Several days ago I posted a recipe for Conchas (Mexican sweet bread rolls). My blogging author friend Lorinda Taylor asked in the comments if I had ever made Sopapillas, and provided a recipe link. I hadn’t made them, or even ever tried them, but I have now! They are little quick bread/pastry type puffs, originating from New Mexico, that are fried and served warm, either sweet as a dessert, or with savoury fillings. Whilst the recipe itself is pretty simple, getting them to puff isn’t necessarily so. I would say only about a third of mine properly puffed up, but they still taste good flat, just not as much fun.
The recipe that Lorinda gave me the link for was this one, so that’s the one I used.
WHAT YOU NEED:
– 3 cups white flour, plus extra for kneading and rolling.
– 2 teaspoons baking powder
– 1 teaspoon salt
– 4 to 6 tablespoons lard or vegetable shortening (I wasn’t sure how you decide whether to go for 4, 5 or 6 tablespoons, so I went for 5)
– 1 1/4 cups warm milk
– Oil for frying (the recipe said vegetable oil, I used light olive oil, not extra virgin as this isn’t good for frying).
WHAT YOU DO:
1. Mix the flour, baking powder and salt in a bowl, then cut in the lard or shortening (or rub it in with your fingers).
2. Pour in the warm milk and bring it all together with a fork. You should end up with a pretty sticky dough.
3. Tip the dough onto a well floured surface and knead it for a couple of minutes by repeatedly folding it in half and pushing down. Keep going until you have a nice soft dough that has lost its stickiness.
4. Cover with cling wrap and leave for about 15 minutes.

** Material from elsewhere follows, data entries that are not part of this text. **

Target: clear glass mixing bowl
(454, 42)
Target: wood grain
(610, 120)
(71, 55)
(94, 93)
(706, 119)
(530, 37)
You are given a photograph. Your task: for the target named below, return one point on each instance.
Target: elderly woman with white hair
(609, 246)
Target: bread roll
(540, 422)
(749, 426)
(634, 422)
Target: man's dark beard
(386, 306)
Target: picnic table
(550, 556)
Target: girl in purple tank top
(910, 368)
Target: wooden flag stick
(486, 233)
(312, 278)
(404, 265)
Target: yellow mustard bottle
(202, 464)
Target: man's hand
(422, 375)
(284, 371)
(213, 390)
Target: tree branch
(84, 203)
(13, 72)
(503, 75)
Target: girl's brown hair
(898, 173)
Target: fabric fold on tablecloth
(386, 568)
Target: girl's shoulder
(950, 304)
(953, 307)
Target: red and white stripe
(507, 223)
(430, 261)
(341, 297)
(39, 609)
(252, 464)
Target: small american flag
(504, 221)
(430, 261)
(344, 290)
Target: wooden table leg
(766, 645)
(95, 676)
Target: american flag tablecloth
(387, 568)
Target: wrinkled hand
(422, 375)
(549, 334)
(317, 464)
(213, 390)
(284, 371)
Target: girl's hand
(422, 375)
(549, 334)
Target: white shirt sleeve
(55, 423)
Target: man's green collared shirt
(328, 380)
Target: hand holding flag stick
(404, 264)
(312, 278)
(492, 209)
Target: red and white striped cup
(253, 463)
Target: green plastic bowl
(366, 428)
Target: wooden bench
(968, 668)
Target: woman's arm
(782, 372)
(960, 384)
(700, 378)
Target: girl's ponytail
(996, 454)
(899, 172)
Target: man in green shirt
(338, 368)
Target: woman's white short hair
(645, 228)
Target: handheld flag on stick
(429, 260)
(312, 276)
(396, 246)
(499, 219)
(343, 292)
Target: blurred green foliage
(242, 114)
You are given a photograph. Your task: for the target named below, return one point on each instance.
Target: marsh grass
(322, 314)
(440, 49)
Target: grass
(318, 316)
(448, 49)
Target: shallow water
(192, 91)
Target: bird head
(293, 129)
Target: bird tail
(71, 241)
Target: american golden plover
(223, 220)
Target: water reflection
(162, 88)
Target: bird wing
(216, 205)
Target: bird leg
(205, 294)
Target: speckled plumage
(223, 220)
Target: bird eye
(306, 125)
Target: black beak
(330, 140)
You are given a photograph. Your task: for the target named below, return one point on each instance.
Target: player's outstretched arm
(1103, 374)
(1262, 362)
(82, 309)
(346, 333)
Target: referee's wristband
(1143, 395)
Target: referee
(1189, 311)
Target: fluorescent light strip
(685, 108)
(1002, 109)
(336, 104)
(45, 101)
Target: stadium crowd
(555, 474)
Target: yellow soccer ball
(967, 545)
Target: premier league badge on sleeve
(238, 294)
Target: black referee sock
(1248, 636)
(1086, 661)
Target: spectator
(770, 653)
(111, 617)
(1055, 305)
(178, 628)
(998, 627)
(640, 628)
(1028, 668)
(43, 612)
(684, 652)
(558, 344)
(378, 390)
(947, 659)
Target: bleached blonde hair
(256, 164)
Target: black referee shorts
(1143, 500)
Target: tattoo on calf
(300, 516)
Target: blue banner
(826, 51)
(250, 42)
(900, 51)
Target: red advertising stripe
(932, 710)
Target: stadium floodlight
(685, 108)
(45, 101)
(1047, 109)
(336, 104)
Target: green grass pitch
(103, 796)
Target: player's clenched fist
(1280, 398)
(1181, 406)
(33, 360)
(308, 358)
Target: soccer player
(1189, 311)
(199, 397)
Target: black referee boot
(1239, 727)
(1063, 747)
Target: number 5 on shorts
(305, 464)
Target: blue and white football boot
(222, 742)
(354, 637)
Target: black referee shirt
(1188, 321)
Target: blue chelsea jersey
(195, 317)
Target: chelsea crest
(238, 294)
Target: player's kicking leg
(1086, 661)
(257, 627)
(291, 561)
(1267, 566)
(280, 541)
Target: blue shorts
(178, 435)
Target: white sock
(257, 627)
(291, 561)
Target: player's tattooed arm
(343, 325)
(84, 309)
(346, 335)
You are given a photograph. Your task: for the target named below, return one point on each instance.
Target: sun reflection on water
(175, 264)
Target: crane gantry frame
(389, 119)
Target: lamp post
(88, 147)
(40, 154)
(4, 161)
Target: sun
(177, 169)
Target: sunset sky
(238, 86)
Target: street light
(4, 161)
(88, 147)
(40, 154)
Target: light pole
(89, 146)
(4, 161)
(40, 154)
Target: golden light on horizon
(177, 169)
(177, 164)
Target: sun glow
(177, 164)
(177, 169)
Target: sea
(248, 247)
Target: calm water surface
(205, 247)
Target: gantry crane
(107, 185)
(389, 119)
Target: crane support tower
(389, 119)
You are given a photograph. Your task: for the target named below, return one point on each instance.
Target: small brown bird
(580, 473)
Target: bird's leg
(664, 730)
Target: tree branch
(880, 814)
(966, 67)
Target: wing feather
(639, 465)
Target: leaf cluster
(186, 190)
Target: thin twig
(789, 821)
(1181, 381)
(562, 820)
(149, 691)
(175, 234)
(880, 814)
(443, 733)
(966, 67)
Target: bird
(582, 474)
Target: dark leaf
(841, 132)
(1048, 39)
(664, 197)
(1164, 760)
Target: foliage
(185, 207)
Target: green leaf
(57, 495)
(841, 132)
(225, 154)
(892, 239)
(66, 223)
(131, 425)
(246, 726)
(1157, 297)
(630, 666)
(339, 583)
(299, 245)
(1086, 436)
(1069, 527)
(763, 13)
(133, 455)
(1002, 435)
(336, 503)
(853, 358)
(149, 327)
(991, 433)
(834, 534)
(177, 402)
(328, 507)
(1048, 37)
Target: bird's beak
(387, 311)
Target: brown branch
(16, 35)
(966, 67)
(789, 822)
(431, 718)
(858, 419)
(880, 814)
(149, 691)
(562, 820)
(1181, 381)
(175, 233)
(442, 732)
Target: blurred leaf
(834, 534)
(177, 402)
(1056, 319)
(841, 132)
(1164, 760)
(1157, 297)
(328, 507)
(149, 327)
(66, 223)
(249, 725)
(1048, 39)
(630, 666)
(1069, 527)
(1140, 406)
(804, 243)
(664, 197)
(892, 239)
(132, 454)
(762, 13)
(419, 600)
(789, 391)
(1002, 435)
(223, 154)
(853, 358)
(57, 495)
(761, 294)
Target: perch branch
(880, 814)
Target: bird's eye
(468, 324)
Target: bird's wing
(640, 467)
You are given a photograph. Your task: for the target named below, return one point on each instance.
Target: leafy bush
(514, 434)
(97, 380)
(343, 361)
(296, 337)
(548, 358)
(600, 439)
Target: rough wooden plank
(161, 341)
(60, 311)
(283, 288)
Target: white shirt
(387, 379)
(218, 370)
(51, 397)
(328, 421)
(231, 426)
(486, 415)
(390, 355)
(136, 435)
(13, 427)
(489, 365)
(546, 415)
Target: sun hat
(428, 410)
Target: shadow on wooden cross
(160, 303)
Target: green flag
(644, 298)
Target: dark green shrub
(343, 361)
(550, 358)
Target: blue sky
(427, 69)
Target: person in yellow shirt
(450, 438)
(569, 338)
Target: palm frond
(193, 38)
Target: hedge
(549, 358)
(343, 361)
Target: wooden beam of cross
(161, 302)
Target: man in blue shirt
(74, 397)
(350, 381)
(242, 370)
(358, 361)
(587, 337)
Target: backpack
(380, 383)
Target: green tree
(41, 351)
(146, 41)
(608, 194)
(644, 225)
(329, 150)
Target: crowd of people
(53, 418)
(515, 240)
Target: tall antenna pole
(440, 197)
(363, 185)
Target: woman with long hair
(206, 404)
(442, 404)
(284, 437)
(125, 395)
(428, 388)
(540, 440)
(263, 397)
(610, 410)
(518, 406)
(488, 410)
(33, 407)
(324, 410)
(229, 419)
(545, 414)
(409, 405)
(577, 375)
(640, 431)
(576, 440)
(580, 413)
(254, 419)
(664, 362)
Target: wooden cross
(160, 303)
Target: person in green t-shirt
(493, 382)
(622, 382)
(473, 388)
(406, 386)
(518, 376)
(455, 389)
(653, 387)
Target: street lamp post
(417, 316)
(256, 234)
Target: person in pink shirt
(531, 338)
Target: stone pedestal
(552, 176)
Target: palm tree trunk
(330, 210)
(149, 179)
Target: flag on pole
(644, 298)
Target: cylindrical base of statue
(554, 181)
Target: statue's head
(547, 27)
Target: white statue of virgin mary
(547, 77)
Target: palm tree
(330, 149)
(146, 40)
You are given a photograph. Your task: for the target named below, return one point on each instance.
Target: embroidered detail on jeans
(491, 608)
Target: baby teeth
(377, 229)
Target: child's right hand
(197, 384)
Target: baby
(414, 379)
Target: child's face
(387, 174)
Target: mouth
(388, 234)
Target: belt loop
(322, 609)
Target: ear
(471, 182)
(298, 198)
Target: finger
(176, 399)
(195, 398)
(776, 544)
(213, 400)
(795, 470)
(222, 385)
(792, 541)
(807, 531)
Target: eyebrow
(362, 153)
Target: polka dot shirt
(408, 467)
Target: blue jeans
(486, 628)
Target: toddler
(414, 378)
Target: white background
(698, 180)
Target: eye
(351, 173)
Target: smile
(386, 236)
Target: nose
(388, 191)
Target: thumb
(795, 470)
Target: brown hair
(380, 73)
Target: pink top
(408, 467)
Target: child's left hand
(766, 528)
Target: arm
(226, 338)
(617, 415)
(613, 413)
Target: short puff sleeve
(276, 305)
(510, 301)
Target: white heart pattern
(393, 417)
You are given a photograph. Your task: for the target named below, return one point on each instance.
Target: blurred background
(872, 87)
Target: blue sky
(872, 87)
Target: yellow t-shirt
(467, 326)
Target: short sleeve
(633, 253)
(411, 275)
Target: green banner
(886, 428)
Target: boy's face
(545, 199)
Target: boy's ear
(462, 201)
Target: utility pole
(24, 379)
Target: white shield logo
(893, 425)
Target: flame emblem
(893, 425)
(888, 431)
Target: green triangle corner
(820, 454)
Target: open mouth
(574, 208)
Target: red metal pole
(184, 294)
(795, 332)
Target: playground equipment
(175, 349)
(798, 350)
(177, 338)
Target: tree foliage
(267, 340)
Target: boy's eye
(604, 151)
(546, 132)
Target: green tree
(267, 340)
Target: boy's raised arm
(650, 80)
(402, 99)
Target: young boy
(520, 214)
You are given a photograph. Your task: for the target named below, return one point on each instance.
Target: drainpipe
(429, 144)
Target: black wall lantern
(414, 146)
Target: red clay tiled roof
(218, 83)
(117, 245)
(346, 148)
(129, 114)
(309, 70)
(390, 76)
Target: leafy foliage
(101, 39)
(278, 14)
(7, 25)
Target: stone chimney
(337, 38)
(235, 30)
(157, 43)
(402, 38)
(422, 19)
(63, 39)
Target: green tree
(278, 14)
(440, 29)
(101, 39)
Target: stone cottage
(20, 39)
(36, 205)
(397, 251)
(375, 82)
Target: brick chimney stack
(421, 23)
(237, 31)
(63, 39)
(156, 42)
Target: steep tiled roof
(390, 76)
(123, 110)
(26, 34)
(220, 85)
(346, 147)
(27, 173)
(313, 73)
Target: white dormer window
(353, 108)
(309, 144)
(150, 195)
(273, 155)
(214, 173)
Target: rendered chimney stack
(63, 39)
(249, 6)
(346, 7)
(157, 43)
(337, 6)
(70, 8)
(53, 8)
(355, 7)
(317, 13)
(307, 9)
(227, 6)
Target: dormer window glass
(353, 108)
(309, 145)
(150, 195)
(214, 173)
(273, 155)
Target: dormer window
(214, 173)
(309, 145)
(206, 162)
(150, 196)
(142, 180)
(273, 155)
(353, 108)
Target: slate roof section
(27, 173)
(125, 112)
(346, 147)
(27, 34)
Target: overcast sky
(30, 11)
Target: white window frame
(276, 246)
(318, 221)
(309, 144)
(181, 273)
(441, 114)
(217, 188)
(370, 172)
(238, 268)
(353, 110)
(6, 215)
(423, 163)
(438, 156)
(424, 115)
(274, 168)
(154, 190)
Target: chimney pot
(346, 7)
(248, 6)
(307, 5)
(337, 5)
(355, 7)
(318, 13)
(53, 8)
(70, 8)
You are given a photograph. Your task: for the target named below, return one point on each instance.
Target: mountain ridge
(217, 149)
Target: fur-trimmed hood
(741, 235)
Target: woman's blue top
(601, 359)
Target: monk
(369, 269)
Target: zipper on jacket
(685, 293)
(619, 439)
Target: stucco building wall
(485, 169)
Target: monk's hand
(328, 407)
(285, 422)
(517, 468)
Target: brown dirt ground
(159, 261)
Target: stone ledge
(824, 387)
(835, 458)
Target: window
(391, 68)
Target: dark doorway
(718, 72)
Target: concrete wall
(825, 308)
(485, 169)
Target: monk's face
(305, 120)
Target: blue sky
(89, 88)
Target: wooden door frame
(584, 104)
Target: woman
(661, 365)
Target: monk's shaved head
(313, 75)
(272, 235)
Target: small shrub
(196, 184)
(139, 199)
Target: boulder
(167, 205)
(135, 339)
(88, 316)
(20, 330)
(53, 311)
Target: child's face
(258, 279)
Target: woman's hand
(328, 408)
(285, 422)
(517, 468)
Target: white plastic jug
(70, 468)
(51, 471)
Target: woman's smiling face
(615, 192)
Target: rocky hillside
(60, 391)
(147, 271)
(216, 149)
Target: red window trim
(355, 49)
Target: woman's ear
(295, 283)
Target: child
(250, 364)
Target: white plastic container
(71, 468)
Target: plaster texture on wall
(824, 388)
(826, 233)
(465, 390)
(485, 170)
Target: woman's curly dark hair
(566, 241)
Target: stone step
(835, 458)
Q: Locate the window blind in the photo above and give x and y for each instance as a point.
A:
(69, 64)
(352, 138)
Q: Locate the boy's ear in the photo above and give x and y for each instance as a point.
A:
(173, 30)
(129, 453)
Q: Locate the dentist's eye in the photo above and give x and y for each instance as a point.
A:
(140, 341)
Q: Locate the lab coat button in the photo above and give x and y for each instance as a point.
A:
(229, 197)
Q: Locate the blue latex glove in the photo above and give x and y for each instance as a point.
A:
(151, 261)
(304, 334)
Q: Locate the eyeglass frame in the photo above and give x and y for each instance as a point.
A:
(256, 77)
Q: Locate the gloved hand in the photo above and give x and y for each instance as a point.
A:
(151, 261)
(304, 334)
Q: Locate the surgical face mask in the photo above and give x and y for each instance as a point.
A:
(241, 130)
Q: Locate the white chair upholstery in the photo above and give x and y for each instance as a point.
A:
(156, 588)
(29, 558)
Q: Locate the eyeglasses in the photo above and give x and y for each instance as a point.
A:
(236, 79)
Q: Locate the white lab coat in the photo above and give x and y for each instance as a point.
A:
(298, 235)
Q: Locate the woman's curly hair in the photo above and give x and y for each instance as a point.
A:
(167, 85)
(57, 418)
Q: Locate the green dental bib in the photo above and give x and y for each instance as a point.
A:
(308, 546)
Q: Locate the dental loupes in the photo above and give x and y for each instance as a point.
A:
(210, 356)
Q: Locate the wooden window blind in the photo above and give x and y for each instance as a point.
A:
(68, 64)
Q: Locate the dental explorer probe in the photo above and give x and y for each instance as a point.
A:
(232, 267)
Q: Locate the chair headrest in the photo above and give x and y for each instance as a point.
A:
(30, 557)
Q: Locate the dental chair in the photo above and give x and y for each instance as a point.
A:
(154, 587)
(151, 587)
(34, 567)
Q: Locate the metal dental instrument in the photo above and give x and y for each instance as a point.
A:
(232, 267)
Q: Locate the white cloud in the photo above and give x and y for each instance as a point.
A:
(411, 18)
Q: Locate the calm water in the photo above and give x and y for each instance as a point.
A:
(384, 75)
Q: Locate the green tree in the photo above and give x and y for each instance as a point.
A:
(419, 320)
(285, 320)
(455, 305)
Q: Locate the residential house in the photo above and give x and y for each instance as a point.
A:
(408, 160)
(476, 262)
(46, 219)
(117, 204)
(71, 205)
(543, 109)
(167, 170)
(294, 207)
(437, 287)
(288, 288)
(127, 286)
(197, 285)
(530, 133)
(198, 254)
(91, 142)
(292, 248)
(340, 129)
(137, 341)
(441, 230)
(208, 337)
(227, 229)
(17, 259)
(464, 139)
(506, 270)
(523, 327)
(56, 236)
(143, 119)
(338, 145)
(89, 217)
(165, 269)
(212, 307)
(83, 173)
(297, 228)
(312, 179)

5. Divide the dough into four (original recipe said two, but I found it easier to roll out in smaller batches). Keep the other parts wrapped in cling film or it will dry out. Roll out thinly until it is about 1/8 inch thick. Be quite quick and light when you roll, don’t press down too hard, apparently they are more likely to puff up with a lighter rolling. Cut into triangles, a pizza cutter is ideal for this.
Those cut triangles in the picture were my first ones and they were too big really, I had better luck with smaller ones, sides about 5-6cm. After triangles, I also made other shapes, some squares, and rectangles, and some circle ones using a 6cm cookie cutter. The circle ones worked best overall. It doesn’t work to gather and re-roll the scraps, but just cook the scraps as they are, they’re good to munch on too.
6. Heat up the oil, it needs to be at least 2 inches deep. Get it to a temperature of about 190C/380F. Don’t cook any more than two or three at a time, drop them in the hot oil, flip them over with a slotted spoon after 1-2 minutes to ensure a good golden colour on both sides and do another 1-2 minutes on the other side. Drain them on a few sheets of kitchen paper.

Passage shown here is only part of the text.